Wrong..mechanical column locks have been around forever, not electrically operated by BS software/firmware dependent black box keyless ignition system locks. And, ask the guy who can't start his car whether he gives a rat's-butt if Nissan and Infinity have the known problem. Applying too much technology to things IS the issue and problem, be it faulty or not. Because ultimately, the technology fails and we'll be experiencing the negative and overly expensive results as we are beginning to see.

Alas, mother nature has provided a way to turn off the braking system by caking icy slush all over the car's front end, which includes the PITA radar detector located directly behind the Mazda emblem. Therefore, as predicted, autonomous vehicles once again are proving to be an expensive pipe-dream and have no place on the American roads of the Northeast... at a bare minimum. On the way home in the snow the forward camera error came up almost immediately, frost on the windshield (happens alot) disabling the cruise control (below 20mph it claims) and the auto high-beams. Lane keep assist would also be disabled because of poor fwd camera can't see. However I get no warning info for that one since I have that lazy-man's system completely disabled. Even if not disabled by me, it would still be disabled not only because the camera wasn't able to see period, but the fact there are no lines to follow on an ice covered road. Then ,about halfway home, a new one...the forward facing radar disabled warning popped up for the first time, which, fully kills the braking the annoying braking (yeah, I tested it) and renders my Radar Adaptive Cruise Control completely useless. Sooo, take off front bumper cover and pack the back side of the Mazda emblem w/ play-doh, silly putty, bubble gum, plumber's putty, or the like, and that should do just fine, except I like cruise control. Sucks taking that cover off as well, I did it to install the fog lights. The Kizashi's is far easier. So all this whizz-bang techno crap that I paid too much for simply to get a 'good' stereo in the car is all but useless under real-world adverse conditions Remember...I've said it many times, automation requires repeatability. If you intend on automating something, it is imperative to deal with the exceptions, that is not an excuse. If you're going to automate something, then do it right and make it work, lest we have half-assed automation that people despise. The radar in the Mazda can be set to very low sensitivity, which tain't low enough. It can not be completely turned off via any Mazda operator controls as the lane keep assist crap can. Next time I'm at the Mazda dealer I'm going to inquire if they can disable it. I'm not voiding my regular or extended warranties by performing any hack jobs either so there's no need to search CX5 forums. Besides, after reading a couple of those sites, I'd stand a better chance of gaining a useful answer from the folks on this forum anyway.

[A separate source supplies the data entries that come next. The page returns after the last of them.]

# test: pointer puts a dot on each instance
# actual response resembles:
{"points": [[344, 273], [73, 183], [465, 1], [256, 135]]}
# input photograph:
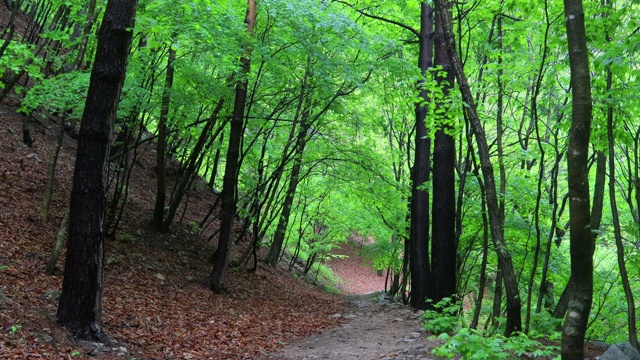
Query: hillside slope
{"points": [[156, 304]]}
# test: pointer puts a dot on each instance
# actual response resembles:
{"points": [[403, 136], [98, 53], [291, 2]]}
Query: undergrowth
{"points": [[445, 322]]}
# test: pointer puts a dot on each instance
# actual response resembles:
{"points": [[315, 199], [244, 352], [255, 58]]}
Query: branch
{"points": [[376, 17]]}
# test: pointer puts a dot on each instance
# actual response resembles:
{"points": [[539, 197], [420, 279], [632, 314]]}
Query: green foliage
{"points": [[63, 94], [18, 57], [470, 344], [444, 318]]}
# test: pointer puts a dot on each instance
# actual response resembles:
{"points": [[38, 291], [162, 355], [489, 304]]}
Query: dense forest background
{"points": [[328, 144]]}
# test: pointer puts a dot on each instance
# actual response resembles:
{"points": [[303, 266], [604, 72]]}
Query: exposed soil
{"points": [[156, 303], [376, 329]]}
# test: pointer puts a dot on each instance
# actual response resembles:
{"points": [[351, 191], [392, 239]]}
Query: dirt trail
{"points": [[374, 329]]}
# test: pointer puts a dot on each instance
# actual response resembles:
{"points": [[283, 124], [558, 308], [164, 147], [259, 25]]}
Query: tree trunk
{"points": [[514, 304], [192, 165], [51, 175], [419, 232], [582, 246], [624, 277], [161, 146], [218, 276], [62, 231], [443, 246], [80, 306], [278, 238]]}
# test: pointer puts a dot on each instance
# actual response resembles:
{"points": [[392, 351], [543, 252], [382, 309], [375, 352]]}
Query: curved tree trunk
{"points": [[514, 303], [80, 306], [582, 246], [443, 246], [419, 232]]}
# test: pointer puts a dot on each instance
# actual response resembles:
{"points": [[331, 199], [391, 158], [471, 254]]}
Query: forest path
{"points": [[374, 327]]}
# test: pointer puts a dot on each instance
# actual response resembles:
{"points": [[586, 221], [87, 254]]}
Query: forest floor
{"points": [[156, 302]]}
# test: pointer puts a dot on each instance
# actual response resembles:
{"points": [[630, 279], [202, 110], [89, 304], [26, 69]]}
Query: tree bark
{"points": [[301, 140], [218, 276], [443, 245], [419, 232], [80, 306], [582, 246], [161, 146], [514, 303]]}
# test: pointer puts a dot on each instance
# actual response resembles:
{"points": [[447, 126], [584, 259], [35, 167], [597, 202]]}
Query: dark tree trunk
{"points": [[218, 276], [514, 304], [443, 246], [419, 232], [80, 306], [161, 146], [582, 246]]}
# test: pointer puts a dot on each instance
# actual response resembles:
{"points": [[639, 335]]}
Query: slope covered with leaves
{"points": [[156, 304]]}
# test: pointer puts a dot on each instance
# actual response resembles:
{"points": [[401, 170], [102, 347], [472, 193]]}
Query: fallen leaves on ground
{"points": [[156, 302]]}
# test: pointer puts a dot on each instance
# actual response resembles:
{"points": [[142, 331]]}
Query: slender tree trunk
{"points": [[218, 276], [443, 246], [582, 246], [514, 303], [192, 165], [421, 288], [80, 306], [624, 277], [51, 175], [161, 146], [483, 266], [62, 231], [278, 238]]}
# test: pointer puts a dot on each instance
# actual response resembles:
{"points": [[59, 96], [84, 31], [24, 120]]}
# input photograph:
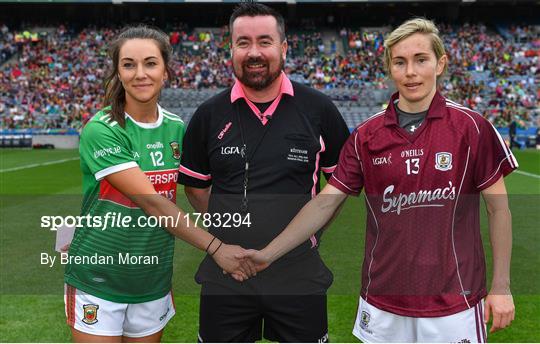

So tell me, the masses that become accustom to the car doing what they should be doing, driving, braking, etc....how, exactly are they going to react when, despite a lawyerly approved warning that pops up on a dashboard or screen, the car doesn't stop on its own before rear ending someone or some thing (akaTesla)? Because we all know how everyone pays attention to warning lights and all....
 #50339  by sschriber
 Thu Aug 22, 2019 2:17 am
Steering lock issue was starting show up on warm dry days so after at least 100 routines of step out - lock and unlock then get back in, I decided to get the lock module replaced. The dealer price had come down to $272 and I was quoted 2 hrs labor. When I ordered the part I asked if they had done many of these; the service guy said a couple of dozen or so...cool. The part came in and I sent up the repair which came off without a hitch for a cost of less than $500. Curiously as I was leaving, my service guy mentioned that they were doing another that afternoon. Seems to me the remaining Suzuki authorized repair network are well aware of this steering lock issue.

The new unit is much more quiet than the old which had a definite actuator whine and click when disengaging the lock.